The purpose of this site is to provide information to patients and caregivers about the field of gene therapy and how it is being investigated for use in haemophilia.

Step by step

The overall goal of investigational gene therapy is to deliver a functional gene to a specific, or target, cell.

Think of the functional gene as the instruction manual that tells the body how to make a desired protein.

Once a functional gene is created, there must be a way to deliver it to the right address, or target cells. The functional gene can be inserted into a viral-based shell, creating a delivery package known as a vector.

The vector’s sole purpose is to deliver the functional gene to the correct target cell type — just like an envelope that ensures the instruction manual gets to the right address. The envelope (vector) is then placed into the postbox (body) and mailed to the correct address (target cell type) to deliver the instruction manual (functional gene).

Vectors are chosen because they have an affinity, or preference, for a specific cell type or types, allowing the functional gene to get to the right place. They’re sort of like a pre-addressed envelope that can only be sent to a particular address.

Goals for AAV gene therapy research in haemophilia

The primary research goal is to evaluate the safety and effectiveness of gene therapy intended to deliver a functional gene. Secondary goals include determining dosage of a potential gene therapy (e.g. how many times it is administered, and the appropriate dose needed to balance benefits and risks).

Investigational gene therapy for haemophilia is designed to add a functional copy of the factor VIII or factor IX gene to the cell’s command centre (nucleus). If transferred successfully, the functional gene is intended to provide the correct instructions for the cell to make factor VIII or factor IX clotting protein.
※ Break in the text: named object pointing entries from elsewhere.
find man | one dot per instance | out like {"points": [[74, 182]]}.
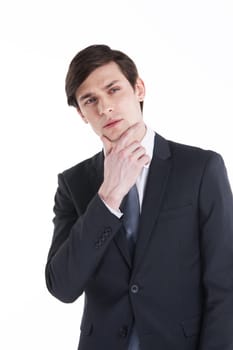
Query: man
{"points": [[165, 282]]}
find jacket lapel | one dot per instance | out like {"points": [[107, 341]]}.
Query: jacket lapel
{"points": [[155, 188]]}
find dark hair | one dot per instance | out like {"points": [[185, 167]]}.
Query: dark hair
{"points": [[92, 57]]}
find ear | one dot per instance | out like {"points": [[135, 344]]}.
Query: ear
{"points": [[82, 116], [140, 89]]}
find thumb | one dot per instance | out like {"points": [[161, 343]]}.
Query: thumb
{"points": [[107, 144]]}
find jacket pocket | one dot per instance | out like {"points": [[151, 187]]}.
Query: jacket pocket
{"points": [[192, 326], [174, 213]]}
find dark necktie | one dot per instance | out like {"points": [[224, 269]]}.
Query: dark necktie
{"points": [[131, 211], [131, 214]]}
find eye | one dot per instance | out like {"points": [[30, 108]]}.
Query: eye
{"points": [[114, 89], [90, 100]]}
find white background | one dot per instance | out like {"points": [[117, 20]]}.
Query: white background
{"points": [[184, 53]]}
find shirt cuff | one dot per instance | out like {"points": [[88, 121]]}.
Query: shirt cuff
{"points": [[115, 212]]}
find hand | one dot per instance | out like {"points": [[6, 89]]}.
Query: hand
{"points": [[123, 163]]}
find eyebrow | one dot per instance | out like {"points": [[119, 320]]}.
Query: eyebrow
{"points": [[90, 94]]}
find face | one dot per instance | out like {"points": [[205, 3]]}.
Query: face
{"points": [[108, 102]]}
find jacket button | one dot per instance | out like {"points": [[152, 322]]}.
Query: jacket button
{"points": [[134, 288], [123, 332]]}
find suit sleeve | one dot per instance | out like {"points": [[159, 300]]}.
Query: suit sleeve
{"points": [[216, 219], [78, 244]]}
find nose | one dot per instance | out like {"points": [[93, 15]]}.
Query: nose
{"points": [[105, 106]]}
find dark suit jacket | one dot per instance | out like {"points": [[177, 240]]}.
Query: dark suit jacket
{"points": [[179, 288]]}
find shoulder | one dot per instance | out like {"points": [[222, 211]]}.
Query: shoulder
{"points": [[82, 169], [192, 154]]}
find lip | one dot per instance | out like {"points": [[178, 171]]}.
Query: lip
{"points": [[112, 123]]}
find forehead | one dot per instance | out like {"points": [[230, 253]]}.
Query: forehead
{"points": [[100, 78]]}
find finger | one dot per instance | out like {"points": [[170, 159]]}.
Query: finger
{"points": [[128, 135], [107, 144]]}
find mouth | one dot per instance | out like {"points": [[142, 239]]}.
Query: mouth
{"points": [[112, 123]]}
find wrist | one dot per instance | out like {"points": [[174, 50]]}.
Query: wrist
{"points": [[112, 199]]}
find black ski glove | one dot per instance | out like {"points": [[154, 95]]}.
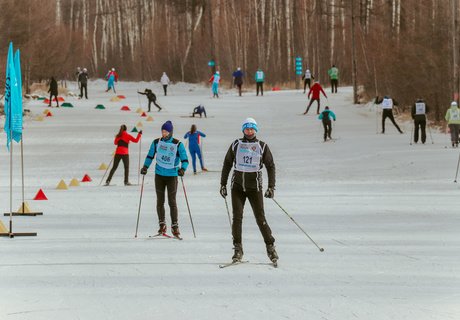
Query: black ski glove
{"points": [[223, 191], [270, 193]]}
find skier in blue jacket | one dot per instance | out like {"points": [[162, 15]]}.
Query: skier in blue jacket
{"points": [[326, 117], [194, 137], [171, 161]]}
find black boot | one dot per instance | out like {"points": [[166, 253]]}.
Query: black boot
{"points": [[238, 255], [271, 252]]}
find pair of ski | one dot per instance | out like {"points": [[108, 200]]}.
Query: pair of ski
{"points": [[165, 235], [274, 263]]}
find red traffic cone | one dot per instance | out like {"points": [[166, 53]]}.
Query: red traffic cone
{"points": [[40, 195]]}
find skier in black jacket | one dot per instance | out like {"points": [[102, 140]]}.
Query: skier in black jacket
{"points": [[151, 97], [53, 90], [247, 156]]}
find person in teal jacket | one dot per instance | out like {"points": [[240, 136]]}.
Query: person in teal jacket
{"points": [[326, 116], [171, 161], [260, 78], [453, 120]]}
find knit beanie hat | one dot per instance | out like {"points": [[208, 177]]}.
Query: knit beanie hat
{"points": [[250, 123], [167, 126]]}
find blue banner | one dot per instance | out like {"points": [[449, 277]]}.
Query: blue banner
{"points": [[13, 98]]}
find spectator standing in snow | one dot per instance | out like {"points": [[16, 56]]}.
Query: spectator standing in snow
{"points": [[171, 161], [111, 77], [151, 97], [83, 80], [260, 78], [306, 80], [453, 120], [215, 79], [122, 140], [238, 79], [247, 156], [326, 116], [199, 110], [194, 146], [53, 90], [314, 92], [418, 112], [165, 82], [387, 107], [334, 77]]}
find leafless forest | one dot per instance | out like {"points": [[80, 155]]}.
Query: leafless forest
{"points": [[407, 49]]}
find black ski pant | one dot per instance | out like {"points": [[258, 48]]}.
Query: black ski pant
{"points": [[311, 102], [305, 83], [327, 125], [51, 99], [161, 184], [84, 87], [260, 86], [155, 103], [388, 113], [116, 162], [334, 84], [419, 122], [256, 200]]}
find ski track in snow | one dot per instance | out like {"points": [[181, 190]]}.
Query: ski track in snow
{"points": [[385, 212]]}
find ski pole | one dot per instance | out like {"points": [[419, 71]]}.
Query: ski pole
{"points": [[320, 249], [110, 163], [458, 163], [228, 213], [140, 202], [188, 207], [411, 133]]}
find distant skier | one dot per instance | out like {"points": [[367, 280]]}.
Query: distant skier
{"points": [[194, 136], [306, 80], [111, 77], [260, 78], [77, 74], [83, 80], [326, 116], [453, 120], [314, 92], [247, 156], [165, 82], [238, 79], [53, 90], [199, 110], [418, 112], [122, 140], [151, 97], [387, 106], [334, 78], [215, 79], [171, 161]]}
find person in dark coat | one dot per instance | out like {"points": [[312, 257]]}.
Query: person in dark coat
{"points": [[53, 90], [83, 80], [247, 156], [151, 97]]}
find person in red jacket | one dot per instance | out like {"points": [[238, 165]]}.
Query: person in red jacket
{"points": [[122, 140], [315, 91]]}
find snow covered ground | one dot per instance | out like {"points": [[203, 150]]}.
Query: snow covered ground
{"points": [[386, 213]]}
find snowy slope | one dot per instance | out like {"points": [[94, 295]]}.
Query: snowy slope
{"points": [[385, 212]]}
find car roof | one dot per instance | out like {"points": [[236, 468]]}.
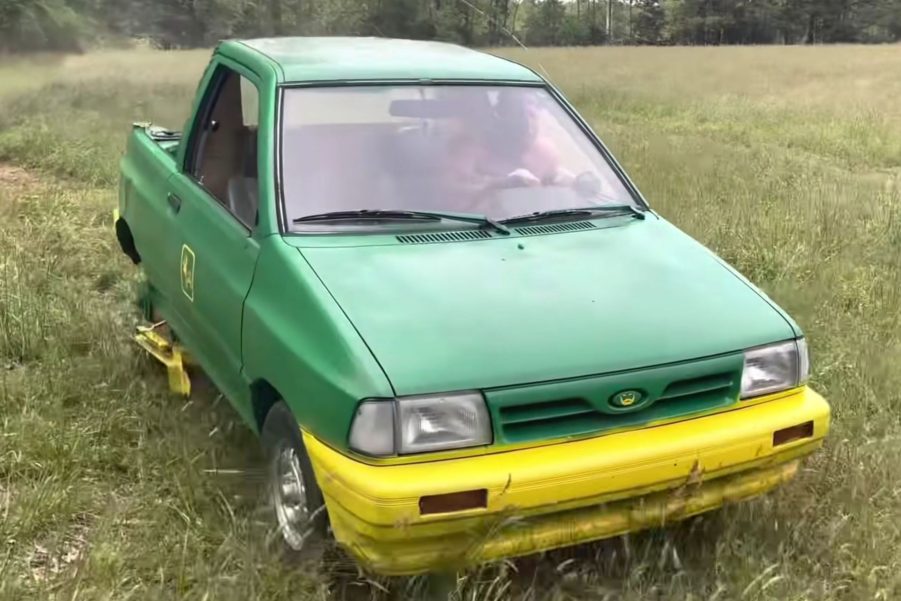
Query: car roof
{"points": [[320, 59]]}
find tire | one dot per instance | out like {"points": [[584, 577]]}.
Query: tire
{"points": [[298, 512]]}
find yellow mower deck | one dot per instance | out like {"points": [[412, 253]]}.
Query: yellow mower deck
{"points": [[169, 353]]}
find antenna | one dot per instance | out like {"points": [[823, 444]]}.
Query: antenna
{"points": [[509, 33]]}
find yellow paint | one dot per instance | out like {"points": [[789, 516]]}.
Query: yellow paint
{"points": [[187, 271], [171, 355], [556, 495]]}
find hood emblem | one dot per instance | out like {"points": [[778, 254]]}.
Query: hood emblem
{"points": [[626, 399]]}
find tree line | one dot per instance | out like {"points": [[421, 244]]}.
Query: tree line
{"points": [[72, 25]]}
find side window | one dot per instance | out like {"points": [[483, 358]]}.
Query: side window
{"points": [[224, 152]]}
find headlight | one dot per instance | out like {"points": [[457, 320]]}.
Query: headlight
{"points": [[421, 424], [775, 367]]}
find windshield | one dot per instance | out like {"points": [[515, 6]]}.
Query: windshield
{"points": [[499, 151]]}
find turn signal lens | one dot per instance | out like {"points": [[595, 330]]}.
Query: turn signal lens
{"points": [[372, 431]]}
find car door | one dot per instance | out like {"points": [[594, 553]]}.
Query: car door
{"points": [[215, 195]]}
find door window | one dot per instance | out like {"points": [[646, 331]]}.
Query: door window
{"points": [[224, 155]]}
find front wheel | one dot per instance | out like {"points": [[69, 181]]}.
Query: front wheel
{"points": [[294, 495]]}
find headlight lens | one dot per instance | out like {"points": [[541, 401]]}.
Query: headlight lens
{"points": [[421, 424], [775, 367]]}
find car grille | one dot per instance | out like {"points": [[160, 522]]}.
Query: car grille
{"points": [[579, 416]]}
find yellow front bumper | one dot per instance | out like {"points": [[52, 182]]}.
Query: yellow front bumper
{"points": [[557, 495]]}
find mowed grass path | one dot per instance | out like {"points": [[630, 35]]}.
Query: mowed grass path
{"points": [[786, 161]]}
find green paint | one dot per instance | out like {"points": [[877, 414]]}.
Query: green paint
{"points": [[348, 59], [553, 331]]}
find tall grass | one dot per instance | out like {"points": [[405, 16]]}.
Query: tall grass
{"points": [[783, 160]]}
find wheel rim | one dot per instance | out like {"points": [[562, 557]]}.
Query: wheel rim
{"points": [[289, 495]]}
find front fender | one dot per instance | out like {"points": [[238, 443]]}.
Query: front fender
{"points": [[296, 338]]}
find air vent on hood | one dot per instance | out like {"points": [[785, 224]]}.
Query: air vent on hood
{"points": [[443, 237], [534, 230]]}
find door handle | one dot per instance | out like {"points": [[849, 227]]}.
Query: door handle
{"points": [[174, 202]]}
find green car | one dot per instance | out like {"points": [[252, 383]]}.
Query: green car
{"points": [[459, 329]]}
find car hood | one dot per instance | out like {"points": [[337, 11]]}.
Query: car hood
{"points": [[505, 311]]}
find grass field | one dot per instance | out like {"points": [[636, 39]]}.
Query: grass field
{"points": [[786, 161]]}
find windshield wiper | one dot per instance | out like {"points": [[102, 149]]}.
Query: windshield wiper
{"points": [[605, 210], [398, 214]]}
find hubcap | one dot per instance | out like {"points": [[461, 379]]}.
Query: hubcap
{"points": [[290, 498]]}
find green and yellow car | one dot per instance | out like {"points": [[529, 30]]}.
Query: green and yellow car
{"points": [[458, 327]]}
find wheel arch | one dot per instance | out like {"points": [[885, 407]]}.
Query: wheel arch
{"points": [[263, 396]]}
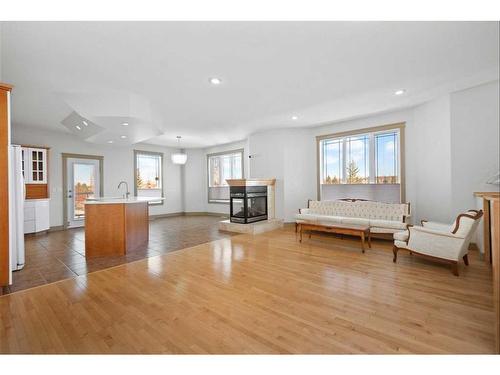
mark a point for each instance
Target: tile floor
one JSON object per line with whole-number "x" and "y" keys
{"x": 61, "y": 255}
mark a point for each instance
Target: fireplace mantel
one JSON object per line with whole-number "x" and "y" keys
{"x": 251, "y": 182}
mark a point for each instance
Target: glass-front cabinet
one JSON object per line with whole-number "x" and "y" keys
{"x": 34, "y": 164}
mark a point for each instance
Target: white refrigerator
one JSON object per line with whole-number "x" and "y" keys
{"x": 16, "y": 209}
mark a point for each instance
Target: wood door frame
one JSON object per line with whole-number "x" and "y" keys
{"x": 4, "y": 185}
{"x": 65, "y": 157}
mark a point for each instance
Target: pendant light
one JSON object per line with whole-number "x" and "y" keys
{"x": 179, "y": 157}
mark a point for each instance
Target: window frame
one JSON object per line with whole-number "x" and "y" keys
{"x": 151, "y": 153}
{"x": 228, "y": 152}
{"x": 372, "y": 132}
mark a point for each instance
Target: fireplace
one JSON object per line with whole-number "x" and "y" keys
{"x": 248, "y": 204}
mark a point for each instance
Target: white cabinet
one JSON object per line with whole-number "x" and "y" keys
{"x": 36, "y": 215}
{"x": 34, "y": 165}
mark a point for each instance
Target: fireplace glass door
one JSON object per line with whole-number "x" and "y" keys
{"x": 257, "y": 208}
{"x": 238, "y": 209}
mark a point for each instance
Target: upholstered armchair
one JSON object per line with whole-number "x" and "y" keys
{"x": 441, "y": 242}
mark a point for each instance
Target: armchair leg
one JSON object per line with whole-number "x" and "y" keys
{"x": 466, "y": 260}
{"x": 395, "y": 252}
{"x": 454, "y": 268}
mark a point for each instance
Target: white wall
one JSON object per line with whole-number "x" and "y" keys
{"x": 289, "y": 156}
{"x": 475, "y": 145}
{"x": 430, "y": 156}
{"x": 118, "y": 165}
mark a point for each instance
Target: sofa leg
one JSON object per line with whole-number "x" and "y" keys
{"x": 454, "y": 268}
{"x": 466, "y": 260}
{"x": 395, "y": 252}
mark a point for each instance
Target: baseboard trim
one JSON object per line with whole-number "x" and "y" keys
{"x": 56, "y": 228}
{"x": 191, "y": 213}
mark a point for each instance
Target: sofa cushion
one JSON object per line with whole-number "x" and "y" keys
{"x": 401, "y": 236}
{"x": 387, "y": 224}
{"x": 328, "y": 220}
{"x": 400, "y": 244}
{"x": 360, "y": 209}
{"x": 306, "y": 217}
{"x": 355, "y": 221}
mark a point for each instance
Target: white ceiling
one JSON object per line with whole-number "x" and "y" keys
{"x": 155, "y": 75}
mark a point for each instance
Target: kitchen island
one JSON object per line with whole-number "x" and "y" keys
{"x": 114, "y": 226}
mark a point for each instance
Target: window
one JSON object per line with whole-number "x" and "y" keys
{"x": 148, "y": 174}
{"x": 223, "y": 166}
{"x": 386, "y": 166}
{"x": 370, "y": 158}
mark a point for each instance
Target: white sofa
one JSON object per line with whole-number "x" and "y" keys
{"x": 381, "y": 217}
{"x": 446, "y": 243}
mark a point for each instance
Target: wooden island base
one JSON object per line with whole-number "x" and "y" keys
{"x": 115, "y": 228}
In this case, a virus is used as the delivery vehicle or vector. First the viral genetic information is removed. The new DNA (functional gene) is placed inside the viral-based shell, which can carry the new gene into the body. The vector is delivered into the body via intravenous (IV) infusion into the blood.

The vector used in haemophilia gene therapy research has a preference to travel to liver cells (hepatocytes).

Modified viruses as vectors

In gene therapy research, modified viruses are the most commonly used method for the delivery of genetic material. Over millions of years, viruses evolved to be very good at placing genetic information into other cells. They also have a natural ability to target specific cell types in the body.

To modify a virus for use in gene therapy research, its own genetic information is replaced by the functional gene. It’s now no longer a virus, but a vector, or transporter. Vectors are modified to be non-pathogenic, meaning they cannot reproduce the virus and cause disease.

Creating a vector

Adeno-associated virus (AAV) is commonly used as a vector in gene therapy research overall and specifically in gene therapy research for haemophilia.

There are a few reasons why AAV is used:

  • It is not known to cause human disease.
  • It has relatively low pre-existing antibodies (immunogenicity). This means there is a lower chance a patient would have previously been exposed to it. The immune system would, therefore, not recognise it and not attempt to destroy the vector before it had its chance to reach the target cells.
  • It can fit the functional factor gene inside.
  • There are a variety of naturally occurring versions of AAV, which prefer, or have an affinity for, different cell types (tropism).